Staff and public were educated: Patients were educated regarding use of Hibiclens shower prior to surgery. Staff were educated as to who (and where) would start the preoperative prophylactic antibiotic; appropriate antibiotic choices for surgery; and discontinuation of antibiotic within 24 hours after surgery end time.
• In 2005, a normothermia campaign was initiated.
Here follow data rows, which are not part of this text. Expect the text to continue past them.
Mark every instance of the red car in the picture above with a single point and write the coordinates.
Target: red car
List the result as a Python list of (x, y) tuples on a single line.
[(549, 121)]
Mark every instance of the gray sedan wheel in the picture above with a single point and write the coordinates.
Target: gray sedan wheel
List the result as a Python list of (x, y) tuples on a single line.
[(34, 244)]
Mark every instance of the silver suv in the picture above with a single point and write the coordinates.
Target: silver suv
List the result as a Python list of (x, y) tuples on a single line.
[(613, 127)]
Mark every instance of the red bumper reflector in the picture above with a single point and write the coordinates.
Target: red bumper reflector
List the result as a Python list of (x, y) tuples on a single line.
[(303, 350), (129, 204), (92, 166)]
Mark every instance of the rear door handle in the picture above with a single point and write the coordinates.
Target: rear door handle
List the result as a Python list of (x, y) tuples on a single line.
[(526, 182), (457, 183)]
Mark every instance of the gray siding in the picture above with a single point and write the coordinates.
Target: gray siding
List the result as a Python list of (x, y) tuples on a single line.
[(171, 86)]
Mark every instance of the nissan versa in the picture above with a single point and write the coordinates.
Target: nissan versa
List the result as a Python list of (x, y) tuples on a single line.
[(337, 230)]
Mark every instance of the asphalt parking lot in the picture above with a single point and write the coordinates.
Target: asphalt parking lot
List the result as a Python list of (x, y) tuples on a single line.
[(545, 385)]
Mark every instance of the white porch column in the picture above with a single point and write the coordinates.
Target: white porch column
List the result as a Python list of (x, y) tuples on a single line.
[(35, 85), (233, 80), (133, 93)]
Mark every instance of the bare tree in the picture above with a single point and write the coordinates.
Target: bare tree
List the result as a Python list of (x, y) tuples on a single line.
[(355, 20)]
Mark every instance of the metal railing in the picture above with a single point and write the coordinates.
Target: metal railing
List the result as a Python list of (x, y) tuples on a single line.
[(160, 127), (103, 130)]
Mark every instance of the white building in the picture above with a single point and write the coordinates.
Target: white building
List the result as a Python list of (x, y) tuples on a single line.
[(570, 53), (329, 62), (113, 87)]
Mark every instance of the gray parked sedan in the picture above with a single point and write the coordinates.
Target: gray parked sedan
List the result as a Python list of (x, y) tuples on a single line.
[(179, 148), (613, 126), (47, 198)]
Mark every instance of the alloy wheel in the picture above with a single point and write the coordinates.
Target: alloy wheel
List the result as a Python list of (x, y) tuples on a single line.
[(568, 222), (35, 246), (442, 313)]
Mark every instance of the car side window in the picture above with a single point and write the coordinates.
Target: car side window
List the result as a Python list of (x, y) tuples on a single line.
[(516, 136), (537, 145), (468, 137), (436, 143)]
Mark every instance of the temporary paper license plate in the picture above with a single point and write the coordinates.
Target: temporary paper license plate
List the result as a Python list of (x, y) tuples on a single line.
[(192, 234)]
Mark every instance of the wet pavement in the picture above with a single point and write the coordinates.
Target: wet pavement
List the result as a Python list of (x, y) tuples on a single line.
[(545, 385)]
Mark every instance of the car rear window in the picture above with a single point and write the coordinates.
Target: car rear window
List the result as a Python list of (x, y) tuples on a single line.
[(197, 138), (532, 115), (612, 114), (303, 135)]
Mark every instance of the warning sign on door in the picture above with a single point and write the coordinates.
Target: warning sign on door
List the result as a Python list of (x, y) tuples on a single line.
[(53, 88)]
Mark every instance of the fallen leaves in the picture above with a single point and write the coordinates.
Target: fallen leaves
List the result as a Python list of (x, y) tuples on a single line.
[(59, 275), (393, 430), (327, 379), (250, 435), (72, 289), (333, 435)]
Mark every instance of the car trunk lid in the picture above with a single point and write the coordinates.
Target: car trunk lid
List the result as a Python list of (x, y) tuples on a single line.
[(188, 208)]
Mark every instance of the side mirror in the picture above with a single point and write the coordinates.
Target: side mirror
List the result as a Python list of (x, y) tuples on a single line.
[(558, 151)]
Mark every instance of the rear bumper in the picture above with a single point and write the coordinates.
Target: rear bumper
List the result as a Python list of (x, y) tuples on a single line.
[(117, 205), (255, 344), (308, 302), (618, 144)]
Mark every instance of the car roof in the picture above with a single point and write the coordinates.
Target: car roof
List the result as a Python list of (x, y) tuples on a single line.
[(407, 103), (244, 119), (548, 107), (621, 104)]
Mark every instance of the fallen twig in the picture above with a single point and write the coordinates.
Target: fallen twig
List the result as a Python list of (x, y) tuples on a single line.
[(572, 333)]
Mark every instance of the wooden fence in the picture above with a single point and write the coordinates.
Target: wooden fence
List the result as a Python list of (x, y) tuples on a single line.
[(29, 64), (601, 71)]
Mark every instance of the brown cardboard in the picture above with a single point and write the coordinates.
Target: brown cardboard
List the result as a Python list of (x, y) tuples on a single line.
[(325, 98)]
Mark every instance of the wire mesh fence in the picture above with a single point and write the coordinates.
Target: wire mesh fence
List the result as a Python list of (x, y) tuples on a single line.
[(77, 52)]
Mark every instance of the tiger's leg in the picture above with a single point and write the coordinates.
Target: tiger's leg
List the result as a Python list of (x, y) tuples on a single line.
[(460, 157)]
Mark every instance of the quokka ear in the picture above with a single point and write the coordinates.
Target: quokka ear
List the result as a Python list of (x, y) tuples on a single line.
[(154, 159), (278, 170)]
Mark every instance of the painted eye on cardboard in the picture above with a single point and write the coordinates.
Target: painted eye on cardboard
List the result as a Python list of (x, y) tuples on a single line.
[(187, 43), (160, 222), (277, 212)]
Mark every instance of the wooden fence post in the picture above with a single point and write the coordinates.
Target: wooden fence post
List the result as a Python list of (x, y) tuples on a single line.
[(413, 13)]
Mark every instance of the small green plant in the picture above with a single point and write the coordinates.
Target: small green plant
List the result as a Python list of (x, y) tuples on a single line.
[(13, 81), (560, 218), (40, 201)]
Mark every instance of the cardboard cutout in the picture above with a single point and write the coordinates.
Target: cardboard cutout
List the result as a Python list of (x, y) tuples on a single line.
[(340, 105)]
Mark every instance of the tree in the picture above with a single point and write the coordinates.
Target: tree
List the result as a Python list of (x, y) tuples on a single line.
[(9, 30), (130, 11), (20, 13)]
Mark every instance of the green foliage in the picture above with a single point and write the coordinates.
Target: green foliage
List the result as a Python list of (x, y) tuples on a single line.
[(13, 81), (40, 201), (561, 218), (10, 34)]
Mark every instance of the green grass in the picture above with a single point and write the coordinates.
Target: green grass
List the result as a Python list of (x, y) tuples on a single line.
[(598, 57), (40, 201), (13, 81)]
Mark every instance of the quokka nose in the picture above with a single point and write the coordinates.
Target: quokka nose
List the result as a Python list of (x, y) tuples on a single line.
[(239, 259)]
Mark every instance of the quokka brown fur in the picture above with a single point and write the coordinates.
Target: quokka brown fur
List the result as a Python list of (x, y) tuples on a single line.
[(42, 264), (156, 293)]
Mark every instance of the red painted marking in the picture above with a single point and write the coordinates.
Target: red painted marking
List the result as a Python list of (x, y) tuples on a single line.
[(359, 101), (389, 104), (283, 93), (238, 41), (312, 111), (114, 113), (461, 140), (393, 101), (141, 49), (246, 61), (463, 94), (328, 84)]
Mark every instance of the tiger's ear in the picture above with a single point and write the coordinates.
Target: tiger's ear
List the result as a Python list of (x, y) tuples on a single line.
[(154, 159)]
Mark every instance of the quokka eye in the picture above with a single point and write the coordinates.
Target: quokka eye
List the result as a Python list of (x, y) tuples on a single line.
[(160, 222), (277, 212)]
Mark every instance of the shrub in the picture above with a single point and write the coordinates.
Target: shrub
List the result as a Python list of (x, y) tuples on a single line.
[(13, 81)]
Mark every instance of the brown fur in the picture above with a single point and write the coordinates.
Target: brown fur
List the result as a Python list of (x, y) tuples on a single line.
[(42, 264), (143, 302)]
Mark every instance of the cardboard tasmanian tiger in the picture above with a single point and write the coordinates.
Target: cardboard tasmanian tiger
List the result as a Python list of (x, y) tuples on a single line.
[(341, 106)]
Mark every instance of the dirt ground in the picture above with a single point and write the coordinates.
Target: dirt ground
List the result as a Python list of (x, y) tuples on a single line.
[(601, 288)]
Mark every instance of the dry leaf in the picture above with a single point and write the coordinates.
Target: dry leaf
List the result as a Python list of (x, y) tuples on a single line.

Preoperatively, patients receive warmed fluids, forced air warming blankets and socks.
• Pharmacy added alert to MAR stating to “discontinue prophylactic antibiotic within 24 hours of surgery end time.”
• The evolution of Bedside Medication Verification created the need for revisions to the process which were implemented.
• 99% of patients are normothermic throughout the operative experience.
• June 2007: prophylactic antibiotic within 1 hour prior to surgery was 100%; up from 48% compliance in May 2003.
• Appropriate prophylactic antibiotics are administered 100% of the time and has held at high compliance since May 2003.
• Discontinuation of prophylactic antibiotics within 24 hours of surgery end time was 100% in June 2007 compared to a compliance rate of 74% in May 2003.
• Razors have been removed from the surgery areas.
• Patients continue to receive Hibiclens and an education tool at their pre-op visit.
• Protocols for DVT prophylaxis and glucose control have been implemented and are being monitored and revised as needed.
• Transylvania Community Hospital’s inpatient surgical site infection rate has been consistently below 2.7% for the past three consecutive years.